Saturday, April 30, 2011

#$*!%

I decided the title to this post was not appropriate for the blog, so I will just say...I have been cussing like a sailor for the last 24 hours.

Last night, when getting Alex ready for bed, I noticed some red spots on his skin. This, along with a low grade fever, and some bruising, led me to believe that there was something wrong.

I couldn't even dial the phone last night. Eric called the on-call oncology doctor, and we were told to come in.

The tears started, and really haven't stopped yet. I don't know when they will.

Alex was diagnosed with Leukemia. Most likely a "relapse" of the Lymphoma he had before. We will be meeting with the bone marrow transplant team on Monday, to see what we need to do to find Alex a bone marrow match. I encourage all of you reading this to go to http://www.marrow.org/, and sign up to be on the registry. Even if you don't help Alex directly, you could help another family in need of a bone marrow donor.
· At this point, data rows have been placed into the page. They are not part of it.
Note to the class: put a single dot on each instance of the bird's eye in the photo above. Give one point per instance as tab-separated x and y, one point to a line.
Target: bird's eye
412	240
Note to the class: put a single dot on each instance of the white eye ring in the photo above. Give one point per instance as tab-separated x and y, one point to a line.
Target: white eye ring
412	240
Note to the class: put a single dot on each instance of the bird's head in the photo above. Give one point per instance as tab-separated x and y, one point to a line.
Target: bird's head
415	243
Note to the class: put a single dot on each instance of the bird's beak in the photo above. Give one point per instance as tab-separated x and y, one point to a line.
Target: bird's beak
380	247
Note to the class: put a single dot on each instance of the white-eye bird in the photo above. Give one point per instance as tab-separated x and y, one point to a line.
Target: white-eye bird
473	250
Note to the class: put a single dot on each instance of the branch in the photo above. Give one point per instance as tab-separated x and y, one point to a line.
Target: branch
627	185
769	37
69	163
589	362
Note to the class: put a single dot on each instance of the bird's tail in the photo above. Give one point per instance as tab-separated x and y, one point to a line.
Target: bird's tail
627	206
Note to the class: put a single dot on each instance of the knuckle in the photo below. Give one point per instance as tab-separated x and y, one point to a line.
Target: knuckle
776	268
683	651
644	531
The doctors say that the odds of surviving a relapse are "not good" - but this is Alex we are talking about - the strongest warrior I know. Since the odds aren't zero, someone survives - and that WILL be our Alex.

So, now you know the bad news. The good news is that there don't seem to be any leukemic cells in his spinal fluid.
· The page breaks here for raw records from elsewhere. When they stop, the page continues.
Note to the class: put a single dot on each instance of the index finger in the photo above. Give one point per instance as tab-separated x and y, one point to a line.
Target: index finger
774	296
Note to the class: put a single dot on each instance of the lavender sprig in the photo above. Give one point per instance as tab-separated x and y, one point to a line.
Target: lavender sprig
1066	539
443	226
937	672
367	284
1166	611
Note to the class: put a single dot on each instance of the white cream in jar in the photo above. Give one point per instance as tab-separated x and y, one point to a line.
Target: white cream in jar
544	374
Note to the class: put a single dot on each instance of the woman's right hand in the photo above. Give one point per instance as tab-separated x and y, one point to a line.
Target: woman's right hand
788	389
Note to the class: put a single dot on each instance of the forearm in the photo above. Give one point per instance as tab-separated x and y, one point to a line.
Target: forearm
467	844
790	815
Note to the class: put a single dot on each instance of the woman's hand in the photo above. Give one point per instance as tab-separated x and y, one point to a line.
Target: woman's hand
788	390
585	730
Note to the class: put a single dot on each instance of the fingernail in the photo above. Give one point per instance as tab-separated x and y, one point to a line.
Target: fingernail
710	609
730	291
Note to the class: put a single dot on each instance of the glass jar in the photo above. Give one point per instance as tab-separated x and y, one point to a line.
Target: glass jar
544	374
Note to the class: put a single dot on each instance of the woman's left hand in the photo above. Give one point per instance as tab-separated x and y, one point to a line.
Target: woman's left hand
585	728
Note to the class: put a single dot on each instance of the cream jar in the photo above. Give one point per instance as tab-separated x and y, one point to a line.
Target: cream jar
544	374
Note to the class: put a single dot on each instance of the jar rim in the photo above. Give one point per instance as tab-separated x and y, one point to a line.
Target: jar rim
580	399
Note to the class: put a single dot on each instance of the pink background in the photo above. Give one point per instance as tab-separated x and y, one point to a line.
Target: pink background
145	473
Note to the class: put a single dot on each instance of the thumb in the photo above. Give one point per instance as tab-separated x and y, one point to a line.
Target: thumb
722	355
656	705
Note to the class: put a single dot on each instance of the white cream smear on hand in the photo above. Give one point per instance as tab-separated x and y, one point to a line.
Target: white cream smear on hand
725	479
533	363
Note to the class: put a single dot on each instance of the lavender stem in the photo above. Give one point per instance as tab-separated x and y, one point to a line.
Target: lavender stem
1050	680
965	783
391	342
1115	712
The weird news, is that the pathology reports are coming back that this is a B-cell Leukemia. NOT T-cell, which is what we would expect in a relapse.
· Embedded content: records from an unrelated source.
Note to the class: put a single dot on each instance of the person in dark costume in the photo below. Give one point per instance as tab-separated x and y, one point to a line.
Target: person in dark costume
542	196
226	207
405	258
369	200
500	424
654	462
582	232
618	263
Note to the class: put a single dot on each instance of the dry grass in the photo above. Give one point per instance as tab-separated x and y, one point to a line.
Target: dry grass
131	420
So...what the hell does this mean?!? Either the cure caused this new cancer, or it is unrelated, or the T-cell lymphoma was actually T and B cell...who knows at this point.

Our brave boy is stuck in the hospital again. His little sister is home without her brother. Eric and I are just sort of on automatic.

Thank you all for your kind words and support. This has come out of left field...he only had 5 months without Chemo, and we had JUST celebrated his "end of chemo" party 7 days earlier. During that party, I started to have some suspicions that something wasn't right, but I just chalked it up to being over sensitive. I wish that was true.

Right now, Alex has a fever of 103.0, and is being hydrated to try and flush the leukemic white blood cells out of his system, so we can transfuse red blood cells. His body has too many white cells, and if we tried to give him more red cells, his blood would become sludgy. So, we transfuse platelets, and monitor him closely to make sure his blood pressure, and oxygen levels maintain a good level, while we wait for the white cells to drop, so we can give Alex more hemoglobin.

I know there is more to say, but my brain is shutting off, and so I will close my computer, curl up in the hospital chair, and try to get some sleep.

We will know much more on Monday, and I will share his treatment plan as soon as we know what it is...

CANCER SUCKS

Tuesday, April 26, 2011

Back to "Normal"

Whew... it has been quite a while since I posted anything on here. I have started and stopped quite a few times, and could never finish.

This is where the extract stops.